Como responder a um agressor e ser independente de vez

RF. Como deveriam reagir os países afetados, direta e indiretamente, na América Latina, quer tenham as suas costas no Pacífico ou no Atlântico?

JM. Uma resposta razoável a curto prazo seria “negociar com Trump”. Foi mais ou menos isso que o México acabou de fazer ao suspender as taxas por um mês. Em parte podemos compreender Claudia Sheinbaum: os seus cidadãos estão em primeiro lugar e ela não quer uma recessão que atinja os mais pobres, por mais breve que seja.

A resposta mais estratégica a longo prazo é, simplesmente, não negociar com um chantagista. Nem é preciso se envolver numa disputa dialética, midiática e diplomática. O silêncio e a indiferença são a única maneira eficaz de lidar com um agressor.

Se Trump impor tarifas de 25 por cento, o México deverá impor 30 por cento. É claro que isto deve ser feito em coordenação com o resto dos afectados, como o Canadá, a China e a Europa, e com o resto das futuras vítimas de novas agressões do Macho Alfa. O México deve procurar colocar os seus produtos noutros mercados. Não será apenas uma lição sobre o que acontece quando um país não respeita outro, mas também uma estratégia para garantir maior estabilidade no futuro.

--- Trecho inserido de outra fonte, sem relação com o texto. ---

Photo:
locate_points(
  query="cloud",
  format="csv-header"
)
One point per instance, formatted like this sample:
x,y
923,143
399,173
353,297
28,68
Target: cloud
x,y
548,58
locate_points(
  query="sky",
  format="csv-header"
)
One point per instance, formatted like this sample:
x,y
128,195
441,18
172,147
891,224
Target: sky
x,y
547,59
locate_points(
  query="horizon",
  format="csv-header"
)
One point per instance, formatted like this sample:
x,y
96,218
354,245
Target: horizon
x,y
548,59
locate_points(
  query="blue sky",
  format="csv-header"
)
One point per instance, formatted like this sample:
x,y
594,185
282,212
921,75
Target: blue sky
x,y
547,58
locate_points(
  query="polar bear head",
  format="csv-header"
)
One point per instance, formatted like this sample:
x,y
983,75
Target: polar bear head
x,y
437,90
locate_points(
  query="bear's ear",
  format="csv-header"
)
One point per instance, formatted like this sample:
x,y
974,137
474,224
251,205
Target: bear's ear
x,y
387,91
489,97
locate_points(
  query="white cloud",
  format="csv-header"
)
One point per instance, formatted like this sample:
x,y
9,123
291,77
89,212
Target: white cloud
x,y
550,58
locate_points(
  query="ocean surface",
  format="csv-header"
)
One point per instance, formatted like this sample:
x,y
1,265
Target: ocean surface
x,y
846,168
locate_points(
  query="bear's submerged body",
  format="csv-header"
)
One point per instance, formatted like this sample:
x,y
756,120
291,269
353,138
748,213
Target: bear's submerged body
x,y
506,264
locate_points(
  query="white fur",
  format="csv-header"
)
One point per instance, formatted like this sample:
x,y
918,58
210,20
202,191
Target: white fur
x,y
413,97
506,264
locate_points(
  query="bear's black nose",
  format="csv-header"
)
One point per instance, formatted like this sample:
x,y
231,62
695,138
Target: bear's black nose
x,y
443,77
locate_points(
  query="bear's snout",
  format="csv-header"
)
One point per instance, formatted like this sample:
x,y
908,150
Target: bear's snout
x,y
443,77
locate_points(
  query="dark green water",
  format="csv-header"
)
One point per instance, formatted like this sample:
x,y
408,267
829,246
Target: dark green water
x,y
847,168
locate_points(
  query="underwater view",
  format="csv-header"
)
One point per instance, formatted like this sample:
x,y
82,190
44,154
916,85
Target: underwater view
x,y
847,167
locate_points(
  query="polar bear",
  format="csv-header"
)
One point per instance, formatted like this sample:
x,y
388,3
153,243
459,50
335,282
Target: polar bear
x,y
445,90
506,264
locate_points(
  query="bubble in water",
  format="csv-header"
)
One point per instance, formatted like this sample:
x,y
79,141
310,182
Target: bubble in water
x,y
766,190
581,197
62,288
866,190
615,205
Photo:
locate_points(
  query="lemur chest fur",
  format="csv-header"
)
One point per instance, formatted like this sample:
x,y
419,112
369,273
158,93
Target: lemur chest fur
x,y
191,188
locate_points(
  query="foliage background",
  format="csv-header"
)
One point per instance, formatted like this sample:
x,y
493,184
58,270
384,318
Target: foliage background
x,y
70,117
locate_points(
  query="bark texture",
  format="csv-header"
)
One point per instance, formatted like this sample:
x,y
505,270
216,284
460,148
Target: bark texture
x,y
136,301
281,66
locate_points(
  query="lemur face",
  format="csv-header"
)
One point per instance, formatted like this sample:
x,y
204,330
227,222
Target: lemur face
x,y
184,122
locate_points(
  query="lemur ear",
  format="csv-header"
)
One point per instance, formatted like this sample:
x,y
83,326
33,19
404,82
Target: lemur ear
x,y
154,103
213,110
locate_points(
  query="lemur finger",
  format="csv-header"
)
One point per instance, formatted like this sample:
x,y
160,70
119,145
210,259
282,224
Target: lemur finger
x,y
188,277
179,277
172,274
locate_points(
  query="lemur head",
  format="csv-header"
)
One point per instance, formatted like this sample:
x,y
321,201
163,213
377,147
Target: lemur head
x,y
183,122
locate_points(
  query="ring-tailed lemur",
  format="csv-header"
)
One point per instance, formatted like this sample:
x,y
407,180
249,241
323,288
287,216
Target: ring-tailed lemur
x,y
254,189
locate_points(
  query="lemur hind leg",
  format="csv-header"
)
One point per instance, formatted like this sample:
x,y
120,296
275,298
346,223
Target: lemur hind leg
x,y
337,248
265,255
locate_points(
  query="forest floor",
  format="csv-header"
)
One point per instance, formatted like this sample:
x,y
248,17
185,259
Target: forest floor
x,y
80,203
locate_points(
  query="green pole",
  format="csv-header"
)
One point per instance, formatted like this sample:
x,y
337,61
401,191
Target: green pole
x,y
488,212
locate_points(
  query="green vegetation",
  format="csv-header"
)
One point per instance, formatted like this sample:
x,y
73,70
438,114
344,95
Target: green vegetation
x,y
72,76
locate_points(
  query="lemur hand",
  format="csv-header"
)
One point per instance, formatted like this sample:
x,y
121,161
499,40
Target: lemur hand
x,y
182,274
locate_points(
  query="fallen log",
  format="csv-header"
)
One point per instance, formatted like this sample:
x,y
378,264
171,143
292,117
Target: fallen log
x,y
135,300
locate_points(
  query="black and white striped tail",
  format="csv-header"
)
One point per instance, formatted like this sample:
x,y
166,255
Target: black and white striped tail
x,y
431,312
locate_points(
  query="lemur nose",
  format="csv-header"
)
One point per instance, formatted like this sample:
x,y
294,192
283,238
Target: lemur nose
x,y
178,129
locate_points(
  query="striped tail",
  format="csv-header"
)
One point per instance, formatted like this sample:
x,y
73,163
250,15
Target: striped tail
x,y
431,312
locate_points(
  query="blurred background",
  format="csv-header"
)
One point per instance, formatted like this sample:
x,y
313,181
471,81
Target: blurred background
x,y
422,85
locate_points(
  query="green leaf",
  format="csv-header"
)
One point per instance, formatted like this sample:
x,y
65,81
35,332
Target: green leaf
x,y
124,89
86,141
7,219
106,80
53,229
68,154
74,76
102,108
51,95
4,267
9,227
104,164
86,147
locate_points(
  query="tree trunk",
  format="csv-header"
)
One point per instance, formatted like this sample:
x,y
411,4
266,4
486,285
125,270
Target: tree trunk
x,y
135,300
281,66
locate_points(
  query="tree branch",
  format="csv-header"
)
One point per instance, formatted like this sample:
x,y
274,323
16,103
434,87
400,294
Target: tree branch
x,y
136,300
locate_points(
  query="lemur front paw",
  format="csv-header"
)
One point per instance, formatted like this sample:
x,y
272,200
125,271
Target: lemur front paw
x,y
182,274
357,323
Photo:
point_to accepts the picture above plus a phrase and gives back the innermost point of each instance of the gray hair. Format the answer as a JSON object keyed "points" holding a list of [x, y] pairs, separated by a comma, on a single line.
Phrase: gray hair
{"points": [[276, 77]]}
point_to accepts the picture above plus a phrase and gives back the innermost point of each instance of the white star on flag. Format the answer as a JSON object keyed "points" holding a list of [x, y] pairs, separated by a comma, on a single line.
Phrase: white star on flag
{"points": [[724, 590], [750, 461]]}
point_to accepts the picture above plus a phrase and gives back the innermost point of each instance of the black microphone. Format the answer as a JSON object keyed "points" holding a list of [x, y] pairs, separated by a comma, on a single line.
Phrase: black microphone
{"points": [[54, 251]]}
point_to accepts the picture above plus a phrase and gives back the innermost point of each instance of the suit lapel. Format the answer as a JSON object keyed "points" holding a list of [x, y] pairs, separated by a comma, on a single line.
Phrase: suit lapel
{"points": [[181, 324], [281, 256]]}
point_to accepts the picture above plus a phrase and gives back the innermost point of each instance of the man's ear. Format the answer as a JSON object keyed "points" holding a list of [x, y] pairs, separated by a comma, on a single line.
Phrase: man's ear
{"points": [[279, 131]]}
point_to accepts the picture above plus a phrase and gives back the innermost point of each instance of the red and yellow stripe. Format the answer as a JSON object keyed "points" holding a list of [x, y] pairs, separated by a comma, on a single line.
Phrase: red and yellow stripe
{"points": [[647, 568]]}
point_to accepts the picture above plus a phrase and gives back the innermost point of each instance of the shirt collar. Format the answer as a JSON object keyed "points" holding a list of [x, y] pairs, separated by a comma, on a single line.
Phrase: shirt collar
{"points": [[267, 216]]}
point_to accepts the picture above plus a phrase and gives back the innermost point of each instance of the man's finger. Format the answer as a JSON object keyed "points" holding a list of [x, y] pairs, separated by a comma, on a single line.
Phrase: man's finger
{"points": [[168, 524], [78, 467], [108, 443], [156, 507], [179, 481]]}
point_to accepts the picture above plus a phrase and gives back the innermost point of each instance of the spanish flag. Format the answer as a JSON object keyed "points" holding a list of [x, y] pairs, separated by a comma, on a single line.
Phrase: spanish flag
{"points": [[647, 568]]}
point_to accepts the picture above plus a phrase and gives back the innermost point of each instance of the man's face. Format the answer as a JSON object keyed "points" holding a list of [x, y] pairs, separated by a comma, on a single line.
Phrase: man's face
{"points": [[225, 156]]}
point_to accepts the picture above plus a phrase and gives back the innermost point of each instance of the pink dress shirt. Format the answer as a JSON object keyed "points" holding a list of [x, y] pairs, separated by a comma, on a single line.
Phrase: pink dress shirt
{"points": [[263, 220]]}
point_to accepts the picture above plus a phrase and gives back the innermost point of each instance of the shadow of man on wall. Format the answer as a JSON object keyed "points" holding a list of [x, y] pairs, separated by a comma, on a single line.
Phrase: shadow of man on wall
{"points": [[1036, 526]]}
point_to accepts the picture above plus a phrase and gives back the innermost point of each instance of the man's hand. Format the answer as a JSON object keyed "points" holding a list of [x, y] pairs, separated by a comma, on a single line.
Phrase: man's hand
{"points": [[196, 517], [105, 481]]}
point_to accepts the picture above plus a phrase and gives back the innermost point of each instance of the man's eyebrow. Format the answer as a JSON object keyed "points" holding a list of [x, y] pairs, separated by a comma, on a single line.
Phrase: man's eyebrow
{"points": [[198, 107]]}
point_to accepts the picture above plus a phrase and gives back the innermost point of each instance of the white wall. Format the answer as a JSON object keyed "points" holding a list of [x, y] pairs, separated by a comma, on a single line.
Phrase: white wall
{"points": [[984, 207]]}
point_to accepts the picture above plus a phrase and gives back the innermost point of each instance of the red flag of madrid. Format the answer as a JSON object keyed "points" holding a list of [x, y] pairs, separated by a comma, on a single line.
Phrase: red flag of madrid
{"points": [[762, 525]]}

O México é o principal parceiro comercial dos Estados Unidos e vice-versa, mas quando é que os Estados Unidos trataram o México como igual ou, pelo menos, com respeito? Quem não quer ver não vê.

Trump acredita que irá reverter o declínio do seu império intimidando as economias mais pequenas, mas seguir em frente é alimentar a fera. É um mal para o mundo e é um mal para nós aqui, que tenhamos de prolongar a agonia de uma mentalidade psicótica que não consegue ser feliz nem com todo o ouro do mundo.

*Jorge Majfud é um escritor, romancista e ensaísta uruguaio. Estudou arquitetura, graduando-se na Universidad de la República. Na atualidade, dedica-se integralmente à literatura e a seus artigos em diferentes meios de comunicação e é professor na Jacksonville University, na Florida.